CB:  William Gibson has remarked in a recent weblog that “writers  who imagine [that] they ‘use drugs to write’ really only manage to write in spite of the drugs [that] they use.” How might your own research endorse or dispute this hypothesis formulated by a writer famous in part for repeatedly portraying his own futuristic underworld of imaginary narcotics.

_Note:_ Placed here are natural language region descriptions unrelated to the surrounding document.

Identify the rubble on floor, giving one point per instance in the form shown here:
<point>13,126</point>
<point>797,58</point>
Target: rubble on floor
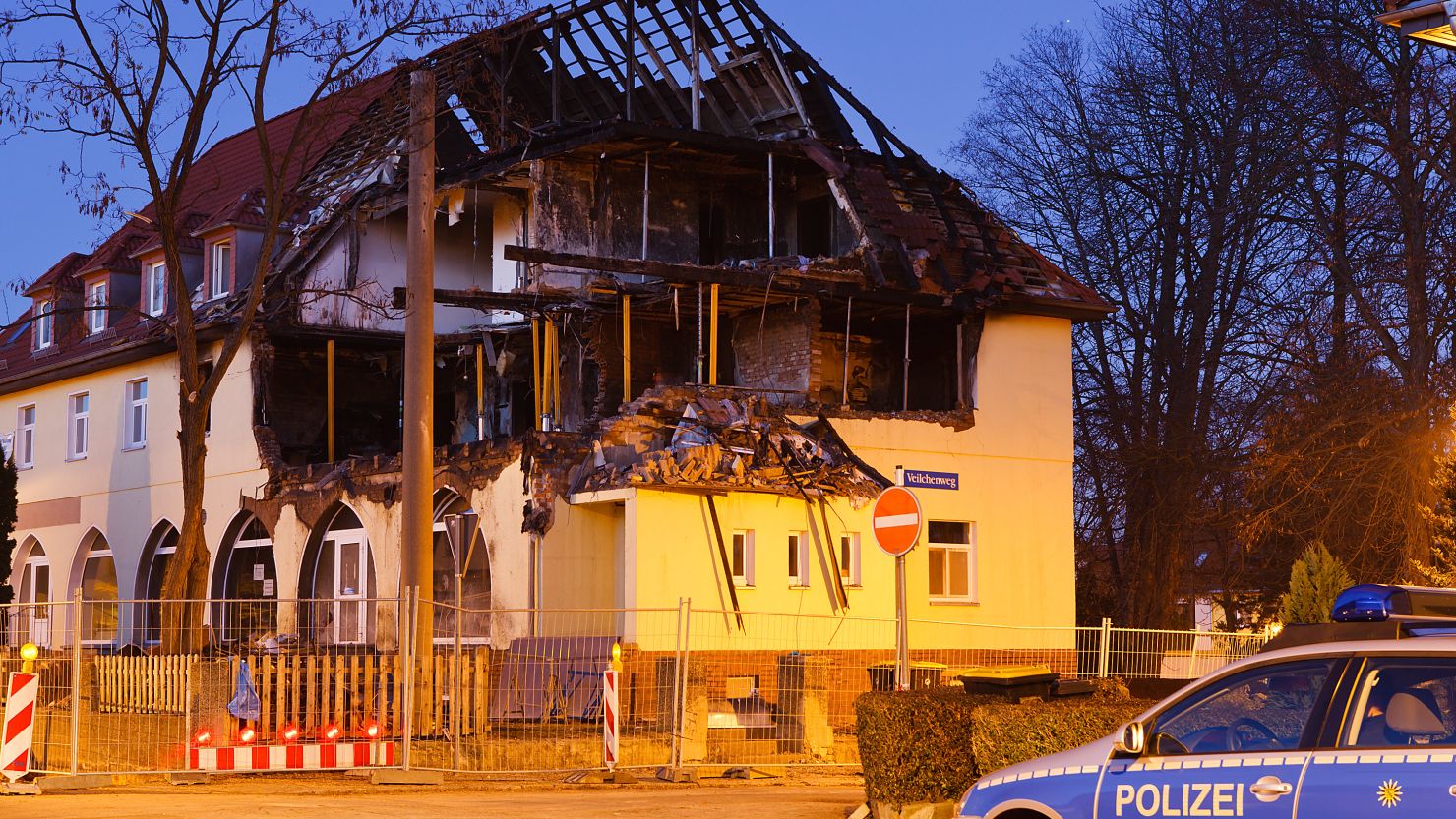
<point>715,437</point>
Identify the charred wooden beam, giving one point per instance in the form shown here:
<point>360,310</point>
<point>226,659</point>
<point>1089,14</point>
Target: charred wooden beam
<point>740,278</point>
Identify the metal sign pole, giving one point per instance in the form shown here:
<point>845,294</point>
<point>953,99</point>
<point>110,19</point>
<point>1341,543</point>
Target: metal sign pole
<point>901,628</point>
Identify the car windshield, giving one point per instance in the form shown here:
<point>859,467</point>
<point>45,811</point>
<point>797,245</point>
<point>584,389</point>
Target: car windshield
<point>1262,709</point>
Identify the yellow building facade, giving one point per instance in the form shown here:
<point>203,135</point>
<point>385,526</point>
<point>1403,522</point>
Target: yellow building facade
<point>995,552</point>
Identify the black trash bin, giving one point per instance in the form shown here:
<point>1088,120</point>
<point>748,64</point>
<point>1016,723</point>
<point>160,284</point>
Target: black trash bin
<point>1012,681</point>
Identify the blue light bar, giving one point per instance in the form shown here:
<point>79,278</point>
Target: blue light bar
<point>1371,603</point>
<point>1367,603</point>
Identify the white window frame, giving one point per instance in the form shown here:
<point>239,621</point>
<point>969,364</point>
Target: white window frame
<point>156,302</point>
<point>136,434</point>
<point>24,445</point>
<point>44,324</point>
<point>745,579</point>
<point>153,610</point>
<point>849,564</point>
<point>97,294</point>
<point>75,452</point>
<point>33,613</point>
<point>99,555</point>
<point>220,273</point>
<point>798,548</point>
<point>971,594</point>
<point>358,597</point>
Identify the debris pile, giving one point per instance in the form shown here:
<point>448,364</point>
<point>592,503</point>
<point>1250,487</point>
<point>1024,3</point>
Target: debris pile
<point>721,439</point>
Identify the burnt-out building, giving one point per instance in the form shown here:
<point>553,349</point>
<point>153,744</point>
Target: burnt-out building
<point>695,307</point>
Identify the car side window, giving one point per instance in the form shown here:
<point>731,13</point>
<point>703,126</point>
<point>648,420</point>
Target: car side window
<point>1402,701</point>
<point>1262,709</point>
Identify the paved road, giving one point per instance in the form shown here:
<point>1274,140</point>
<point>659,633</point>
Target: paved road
<point>258,797</point>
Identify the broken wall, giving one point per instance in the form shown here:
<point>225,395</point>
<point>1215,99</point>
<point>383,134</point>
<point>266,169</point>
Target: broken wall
<point>775,348</point>
<point>335,296</point>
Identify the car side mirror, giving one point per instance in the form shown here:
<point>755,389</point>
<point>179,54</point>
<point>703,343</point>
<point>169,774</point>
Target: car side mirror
<point>1131,740</point>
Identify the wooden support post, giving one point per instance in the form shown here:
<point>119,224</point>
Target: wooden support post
<point>849,310</point>
<point>479,391</point>
<point>549,372</point>
<point>418,463</point>
<point>698,72</point>
<point>712,336</point>
<point>328,357</point>
<point>555,376</point>
<point>727,561</point>
<point>646,198</point>
<point>627,348</point>
<point>555,67</point>
<point>772,215</point>
<point>536,370</point>
<point>904,393</point>
<point>960,364</point>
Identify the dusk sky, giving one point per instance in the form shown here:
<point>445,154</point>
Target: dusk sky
<point>916,63</point>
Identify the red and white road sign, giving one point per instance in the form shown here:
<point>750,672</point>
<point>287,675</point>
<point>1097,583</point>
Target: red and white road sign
<point>19,725</point>
<point>897,519</point>
<point>609,718</point>
<point>322,757</point>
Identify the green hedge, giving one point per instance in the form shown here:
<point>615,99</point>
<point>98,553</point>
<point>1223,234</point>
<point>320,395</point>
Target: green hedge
<point>1006,733</point>
<point>931,745</point>
<point>916,745</point>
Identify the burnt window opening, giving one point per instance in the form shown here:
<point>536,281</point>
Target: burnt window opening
<point>815,226</point>
<point>940,360</point>
<point>367,391</point>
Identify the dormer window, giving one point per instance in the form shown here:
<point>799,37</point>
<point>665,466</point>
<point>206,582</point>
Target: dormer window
<point>156,296</point>
<point>44,324</point>
<point>96,302</point>
<point>221,269</point>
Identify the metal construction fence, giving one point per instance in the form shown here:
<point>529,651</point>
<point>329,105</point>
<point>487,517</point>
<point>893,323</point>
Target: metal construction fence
<point>498,690</point>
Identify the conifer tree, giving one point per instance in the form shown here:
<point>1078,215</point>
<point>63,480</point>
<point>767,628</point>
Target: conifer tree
<point>1313,584</point>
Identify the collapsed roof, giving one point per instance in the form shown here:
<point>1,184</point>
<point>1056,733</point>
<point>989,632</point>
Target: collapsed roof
<point>615,78</point>
<point>719,439</point>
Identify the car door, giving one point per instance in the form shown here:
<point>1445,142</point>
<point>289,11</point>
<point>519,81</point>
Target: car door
<point>1397,743</point>
<point>1235,746</point>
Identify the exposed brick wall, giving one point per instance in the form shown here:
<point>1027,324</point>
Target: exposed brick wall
<point>775,348</point>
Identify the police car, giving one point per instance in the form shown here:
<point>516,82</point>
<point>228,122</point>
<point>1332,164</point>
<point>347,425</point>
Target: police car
<point>1352,719</point>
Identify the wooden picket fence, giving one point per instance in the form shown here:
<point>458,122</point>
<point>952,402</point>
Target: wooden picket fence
<point>315,691</point>
<point>143,684</point>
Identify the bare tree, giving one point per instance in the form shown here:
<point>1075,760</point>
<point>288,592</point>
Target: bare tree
<point>149,79</point>
<point>1152,161</point>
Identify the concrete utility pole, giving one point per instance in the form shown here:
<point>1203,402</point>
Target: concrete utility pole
<point>417,533</point>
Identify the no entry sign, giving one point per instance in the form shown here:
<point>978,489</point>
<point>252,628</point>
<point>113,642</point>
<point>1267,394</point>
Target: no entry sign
<point>897,519</point>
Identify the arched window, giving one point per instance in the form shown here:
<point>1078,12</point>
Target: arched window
<point>246,582</point>
<point>470,567</point>
<point>32,615</point>
<point>96,578</point>
<point>339,578</point>
<point>162,545</point>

MB: This is a variation of the old chestnut “do drugs make people write better?”  My own belief is that first of all, we have to affirm that almost every human being throughout history has taken some form of drug, whether it be tea, cigarettes, beer, wine, anti-depressants or LSD.  Thus it is difficult to say that there is any aspect of the history of literature which is not at least peripherally connected to the history of drugs.  I don’t believe there’s such a thing as pure literary inspiration – there are always mediating factors, and drugs, along with childhood experiences, nature, the whole social world, act as mediators that influence writers in their literary efforts.  To say that they were solely responsible for a particular book would be absurd.  To say that they were wholly absent would be equally absurd.  So, the question we have to ask is: “what kind of effects do different, specific substances have on writing?”  And my book is an effort to begin to answer that question.